A Unified View of Piecewise Linear Neural Network Verification

TL;DR

This paper introduces a unified framework for verifying piecewise linear neural networks, significantly improving verification speed and providing a benchmark dataset for evaluating different algorithms.

Contribution

It presents a comprehensive framework that unifies existing verification methods, leading to faster algorithms and a new benchmark dataset for assessing verification techniques.

Findings

Achieved two orders of magnitude speedup over previous methods

Unified multiple verification approaches into a single framework

Provided the first comparative analysis of existing algorithms using a new benchmark

Abstract

The success of Deep Learning and its potential use in many safety-critical applications has motivated research on formal verification of Neural Network (NN) models.

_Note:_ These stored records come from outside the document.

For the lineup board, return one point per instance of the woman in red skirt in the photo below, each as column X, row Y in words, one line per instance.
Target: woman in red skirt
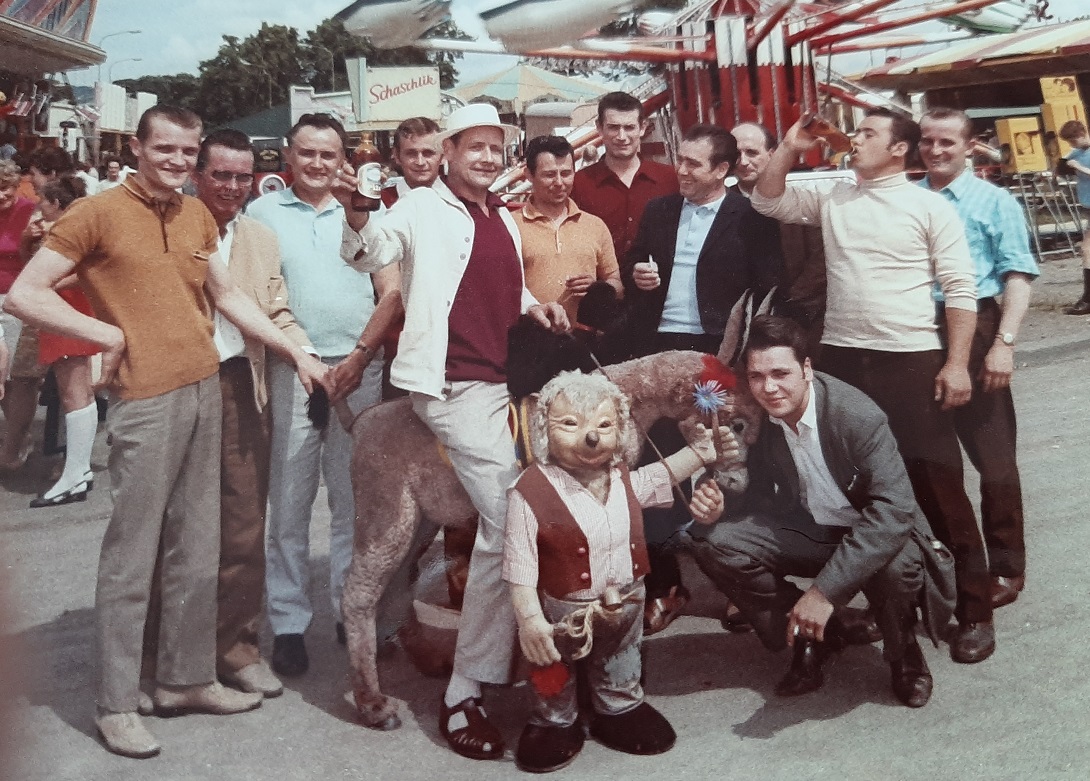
column 71, row 362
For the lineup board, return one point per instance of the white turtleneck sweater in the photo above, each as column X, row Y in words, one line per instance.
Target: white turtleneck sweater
column 887, row 243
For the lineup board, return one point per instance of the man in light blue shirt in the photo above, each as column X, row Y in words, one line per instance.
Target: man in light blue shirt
column 998, row 242
column 693, row 257
column 332, row 303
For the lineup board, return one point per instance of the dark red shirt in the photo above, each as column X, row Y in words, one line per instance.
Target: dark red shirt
column 488, row 300
column 600, row 192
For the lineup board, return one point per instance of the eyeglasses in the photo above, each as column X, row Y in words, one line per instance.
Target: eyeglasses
column 226, row 177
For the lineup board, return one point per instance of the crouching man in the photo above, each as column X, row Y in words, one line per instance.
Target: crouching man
column 574, row 531
column 828, row 499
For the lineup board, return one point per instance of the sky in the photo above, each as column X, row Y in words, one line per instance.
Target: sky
column 177, row 40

Despite the reputation of learned NN models to behave as black boxes and the theoretical hardness of proving their properties, researchers have been successful in verifying some classes of models by exploiting their piecewise linear structure and taking insights from formal methods such as Satisifiability Modulo Theory. These methods are however still far from scaling to realistic neural networks. To facilitate progress on this crucial area, we make two key contributions. First, we present a unified framework that encompasses previous methods. This analysis results in the identification of new methods that combine the strengths of multiple existing approaches, accomplishing a speedup of two orders of magnitude compared to the previous state of the art. Second, we propose a new data set of benchmarks which includes a collection of previously released testcases. We use the benchmark to provide the first experimental comparison of existing algorithms and identify the factors impacting the hardness of verification problems.